On Apr 21, 2:44 am, "Bob Eager" <rd... at spamcop.net> wrote:
> On Tue, 21 Apr 2009 01:17:48 UTC, AEF <spamsink2... at yahoo.com> wrote:
> > That's the problem: that's ALL they do. I've checked Wikipedia.
> > Superficial description. A while back I checked Wikipedia about
> > several file systems and the only one described in reasonable detail
> > was -- drum roll . . . . . . . . . -- VMS!
>
> Did you look at the references in the Wikipedia article?

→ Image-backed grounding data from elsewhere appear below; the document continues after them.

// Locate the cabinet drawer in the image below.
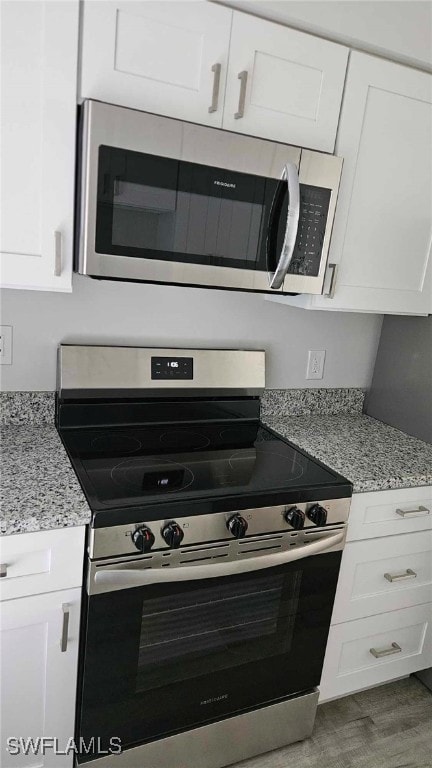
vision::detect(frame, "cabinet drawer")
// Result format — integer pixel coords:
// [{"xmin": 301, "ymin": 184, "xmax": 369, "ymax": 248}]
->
[
  {"xmin": 347, "ymin": 486, "xmax": 432, "ymax": 541},
  {"xmin": 0, "ymin": 527, "xmax": 85, "ymax": 601},
  {"xmin": 319, "ymin": 603, "xmax": 432, "ymax": 702},
  {"xmin": 332, "ymin": 531, "xmax": 432, "ymax": 623}
]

Oops! Forgot. I'll take a look later.

>
> > How are inodes found by the OS?
>
> (the following isn't the whole story, I know, but it may help).
>
> They start at a fixed block number. That number is in the super block.
>
> > Directories seem to be
> > mostly the same as in VMS: a one-to-one mapping of filenames to inode
> > numbers (FID's in VMSland). I did notice some strange extra bytes in
> > the equivalent of DUMP blah.DIR;1 output. I wonder what they are. Once
> > the inode number is found from the filename, how does Unix find the
> > actual inode?
>
> Simple arithmetic; the i-list (which isn't a file, unlike INDEXF.SYS) is
> contiguous and preallocated. Once one knows the start blck, finding an
> i-node is trivial.
>
> > One Web page I read says some confusing words about a
> > single block in the super block listing a free block's address and a
> > pointer other "data blocks" containing 10 of them and more pointers
> > and I don't know -- it didn't make any sense to me.
>
> What it says. The free block data structure is a list (several lists)
> rather than a bitmap.
>
> > (Speaking of DUMP <blah>.DIR;1: Why do only some versions of 'od' read
> > directory files? The version I have on a Solaris 10.something box -- I
> > think it's the gnu or gcc or Linux-like or whatever version --
> > complains that "Its a directory"? Well, duh. Another machine with
> > Solaris 8 could read it just fine. We're talking about dumping bytes
> > in a file. Is there something hard about this in Unix?)
>
> Nothing at all; just a silly restriction. I bet that 'cat dirname  od'
> would work.
>
> > In VMS you have INDEXF.SYS. When RMS, XQP, or whatever it is, is asked
> > to find the data in a file, it reads the directory, finds the
> > requested filename, learns its FID, goes to INDEXF.SYS finds the VBN
> > for the file-header offset by some formula I can't recall offhand, and
> > finally reads the file header with that number. And that file header
> > tells you all about the file and which blocks contain its data.
>
> Pretty well exactly what UFS does. Reads the directory, finds teh
> requested filename, learns the i-number, goes to the i-list, directly
> gets the i-node. And the i-node tells you all about the file and which
> blocks contains its data.
>
> > There
> > is the bitmap in the INDEXF.SYS file that keeps track of whether a
> > file header is in use.
>
> There isn't a bitmap, but it keeps track somehow.
>
> > There is the 3-number FID: number, sequence
> > number, relative volume number. Unix appears to only have the first.
>
> Sequence number is merely a sanity check and isn't operationally
> necessary (although it's quite a good idea). RVN is only necessary if
> files span multiple volumes, which on modern disks is unlikely anyway.
>
> > There's the home block
>
> Super block.
>
> > the boot block
>
> It's not a file, but it's defined in the manual pages for 'boot'.
>
> > the backups thereof
>
> Defined in the 'newfs' program.
>
> > BITMAP.SYS
>
> There isn't one.
>
> > I want to learn how UFS works at the level mentioned above. I don't
> > have any particular problem to solve. I just want to learn it out of
> > curiosity and in case I need it later.
>
> I'd start by reading the papers mentioned. The Berkeley FFS is a
> development of UFS with nice things such as snapshots. Go towww.freebsd.organd follow the documentation links....
>
> --
> Bob Eager

Thanks! I'll digest this later when I have more time. Thanks much!